LAUSR

Spinel oxides (AB2O4) with unique crystal structure have been widely explored as promising alternative catalysts for efficient oxygen evolution reaction; however, developing novel methods to fabricate robust, cost-effective and high-performance spinel oxides based electrocatalysts is still a great challenge. Here, utilizing a complementary experimental and theoretical approach, pentavalent vanadium doping in the spinel oxides (i.e., Co3O4 and NiFe2O4) have been thoroughly investigated to engineer their surface structures for enhanced electrocatalytic oxygen evolution reaction. Specifically, when the optimal concentration of vanadium (ca. 7.7 at%) is incorporated into Co3O4, the required overpotential to reach a certain jGEOM and jECSA gets decreased dramatically for oxygen evolution reactions in alkaline media. Even after 30 hrs of chronopotentiometry, the required potential for V-doped Co3O4 is just increased by 16.3 mV, being much lower than that of the undoped one. It is observed that the penta-valent vanadium doping introduces lattice distortions and defects on the surface, which in turn exposes more active sites for reactions.

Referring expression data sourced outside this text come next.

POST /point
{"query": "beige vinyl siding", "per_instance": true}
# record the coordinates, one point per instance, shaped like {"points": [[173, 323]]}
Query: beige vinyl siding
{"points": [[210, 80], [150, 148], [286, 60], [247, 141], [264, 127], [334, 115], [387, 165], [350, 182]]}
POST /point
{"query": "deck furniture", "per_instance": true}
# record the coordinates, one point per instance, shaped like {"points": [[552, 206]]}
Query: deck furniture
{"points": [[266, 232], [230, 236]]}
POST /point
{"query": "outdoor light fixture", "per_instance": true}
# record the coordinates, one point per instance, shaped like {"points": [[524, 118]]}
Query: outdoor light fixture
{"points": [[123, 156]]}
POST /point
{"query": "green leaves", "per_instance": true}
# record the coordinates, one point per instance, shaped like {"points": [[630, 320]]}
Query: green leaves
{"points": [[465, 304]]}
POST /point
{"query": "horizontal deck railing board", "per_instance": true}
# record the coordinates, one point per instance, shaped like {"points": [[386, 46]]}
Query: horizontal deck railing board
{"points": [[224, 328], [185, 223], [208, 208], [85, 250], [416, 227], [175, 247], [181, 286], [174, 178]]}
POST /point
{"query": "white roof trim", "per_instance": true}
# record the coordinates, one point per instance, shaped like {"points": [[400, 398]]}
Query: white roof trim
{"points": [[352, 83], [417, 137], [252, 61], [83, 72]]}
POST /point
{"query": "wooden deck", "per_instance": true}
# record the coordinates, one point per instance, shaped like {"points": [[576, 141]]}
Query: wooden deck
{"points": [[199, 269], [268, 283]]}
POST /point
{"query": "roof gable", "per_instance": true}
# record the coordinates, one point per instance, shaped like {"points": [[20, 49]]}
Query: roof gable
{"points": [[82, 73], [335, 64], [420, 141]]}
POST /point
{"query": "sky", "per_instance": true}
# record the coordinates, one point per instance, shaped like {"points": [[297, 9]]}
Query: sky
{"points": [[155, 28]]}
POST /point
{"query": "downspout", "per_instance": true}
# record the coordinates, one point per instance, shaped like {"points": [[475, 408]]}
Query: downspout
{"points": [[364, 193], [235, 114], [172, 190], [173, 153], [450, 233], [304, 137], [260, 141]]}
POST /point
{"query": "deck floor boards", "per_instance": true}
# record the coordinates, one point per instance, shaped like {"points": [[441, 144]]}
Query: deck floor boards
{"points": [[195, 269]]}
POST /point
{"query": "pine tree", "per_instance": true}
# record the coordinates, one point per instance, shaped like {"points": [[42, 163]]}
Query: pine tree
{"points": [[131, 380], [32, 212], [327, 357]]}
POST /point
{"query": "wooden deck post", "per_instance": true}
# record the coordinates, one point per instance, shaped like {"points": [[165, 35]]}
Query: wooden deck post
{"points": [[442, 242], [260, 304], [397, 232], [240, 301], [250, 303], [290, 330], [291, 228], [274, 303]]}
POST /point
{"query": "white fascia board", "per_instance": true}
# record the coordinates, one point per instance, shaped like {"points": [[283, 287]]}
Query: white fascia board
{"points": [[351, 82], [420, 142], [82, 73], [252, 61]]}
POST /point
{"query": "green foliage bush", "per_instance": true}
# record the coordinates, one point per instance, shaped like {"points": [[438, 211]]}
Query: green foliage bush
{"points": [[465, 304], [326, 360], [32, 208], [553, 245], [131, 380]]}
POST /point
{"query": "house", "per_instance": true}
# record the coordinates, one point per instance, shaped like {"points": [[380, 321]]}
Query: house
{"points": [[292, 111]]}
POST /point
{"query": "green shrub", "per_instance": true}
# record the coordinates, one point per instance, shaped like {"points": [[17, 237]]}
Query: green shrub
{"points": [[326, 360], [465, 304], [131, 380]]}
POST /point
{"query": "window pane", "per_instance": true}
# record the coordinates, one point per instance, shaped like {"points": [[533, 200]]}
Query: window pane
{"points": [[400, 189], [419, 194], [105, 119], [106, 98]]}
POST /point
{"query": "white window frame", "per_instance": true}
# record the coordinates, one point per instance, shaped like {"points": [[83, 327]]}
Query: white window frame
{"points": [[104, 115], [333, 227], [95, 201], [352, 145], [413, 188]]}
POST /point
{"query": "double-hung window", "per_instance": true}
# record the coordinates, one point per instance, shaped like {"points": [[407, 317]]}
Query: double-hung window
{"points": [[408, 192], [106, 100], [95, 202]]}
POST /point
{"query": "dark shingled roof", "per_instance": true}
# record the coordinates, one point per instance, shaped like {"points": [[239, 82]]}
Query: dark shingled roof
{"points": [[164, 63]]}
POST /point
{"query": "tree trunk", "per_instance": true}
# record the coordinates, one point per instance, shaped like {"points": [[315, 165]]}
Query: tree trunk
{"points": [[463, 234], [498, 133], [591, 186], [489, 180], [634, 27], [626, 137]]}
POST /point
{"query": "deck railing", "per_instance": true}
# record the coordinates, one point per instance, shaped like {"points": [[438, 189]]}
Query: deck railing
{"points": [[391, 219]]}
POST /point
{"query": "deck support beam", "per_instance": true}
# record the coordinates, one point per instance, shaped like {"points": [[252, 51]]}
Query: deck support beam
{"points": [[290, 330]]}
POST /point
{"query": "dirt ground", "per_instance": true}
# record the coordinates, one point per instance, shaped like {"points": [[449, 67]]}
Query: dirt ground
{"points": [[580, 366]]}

DFT calculations further reveal the rate-determining step changing from the step of *O to *OOH to the step of *OH to *O, while the corresponding energy barriers decrease from 1.73 eV to 1.57 eV accordingly after high-valent V doping. Moreover, the oxygen intermediate probing method using methanol as a probing reagent also demonstrates a stronger OH* adsorption on V-doped Co3O4 surface. When vanadium doping is performed in the inverse spinel matrix of NiFe2O4, impressive performance enhancement in the oxygen evolution reaction is as well witnessed. All these results clearly illustrate that the V doping process can not only efficiently improve the electrochemical properties of spinel transition metal oxides but also provide new insights into the design of high-performance water oxidation electrocatalysts.